Q30 of 38 · Performance

How do you detect performance regressions between releases automatically?

PerformanceMidperformanceregression-detectionbaselineci-cdk6influxdb

Short answer

Short answer: Compare each run's key metrics against the stored baseline using percentage-deviation thresholds. Fail the build when p95 or p99 exceeds the threshold. Track trends over time to distinguish gradual drift from sudden regressions.

Detail

The simplest approach: store the baseline metrics in a JSON file committed with the tests.
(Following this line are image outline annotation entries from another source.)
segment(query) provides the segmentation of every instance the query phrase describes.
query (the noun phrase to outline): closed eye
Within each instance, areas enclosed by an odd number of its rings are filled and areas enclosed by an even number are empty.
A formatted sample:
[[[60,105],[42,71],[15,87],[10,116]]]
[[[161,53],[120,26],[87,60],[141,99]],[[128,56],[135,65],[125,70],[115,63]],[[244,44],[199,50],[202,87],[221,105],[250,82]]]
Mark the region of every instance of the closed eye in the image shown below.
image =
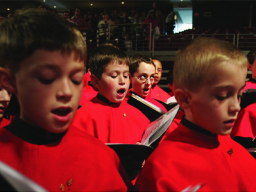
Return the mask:
[[[227,98],[227,96],[223,97],[223,96],[216,95],[215,97],[217,99],[217,100],[220,100],[220,101],[223,100],[224,99]]]
[[[38,80],[42,84],[49,84],[52,83],[53,81],[54,81],[55,79],[38,79]]]

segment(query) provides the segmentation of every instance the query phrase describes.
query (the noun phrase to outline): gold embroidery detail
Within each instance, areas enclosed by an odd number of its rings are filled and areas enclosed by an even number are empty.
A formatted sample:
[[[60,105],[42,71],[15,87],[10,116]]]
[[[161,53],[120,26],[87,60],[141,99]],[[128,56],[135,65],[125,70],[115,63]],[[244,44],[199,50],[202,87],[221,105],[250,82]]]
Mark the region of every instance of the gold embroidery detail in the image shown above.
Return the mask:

After each load test run, a comparison script checks whether p95 has increased more than 15% (or whatever threshold the team agrees), and if so, exits with a non-zero code to fail the pipeline.

For more sophisticated tracking, send results to a time-series store (InfluxDB + Grafana, Datadog, or k6 Cloud). This enables visualising per-endpoint latency over weeks and spotting gradual degradation that falls within a single-run threshold but is clearly trending upward over multiple releases.

Key rules for reliable regression detection:

  • Only compare runs from the same test environment and the same load level.
  • Use percentile metrics (p95, p99), never average — a single slow outlier hides in the average.
  • Account for natural variance: a 5% increase might be noise; a 20% increase is almost certainly signal. Set thresholds based on measured baseline variance, not intuition.

// WHAT INTERVIEWERS LOOK FOR

Percentage-deviation thresholds against a stored baseline. Time-series trending to catch gradual drift. Using percentiles, not averages. Same environment required for valid comparisons.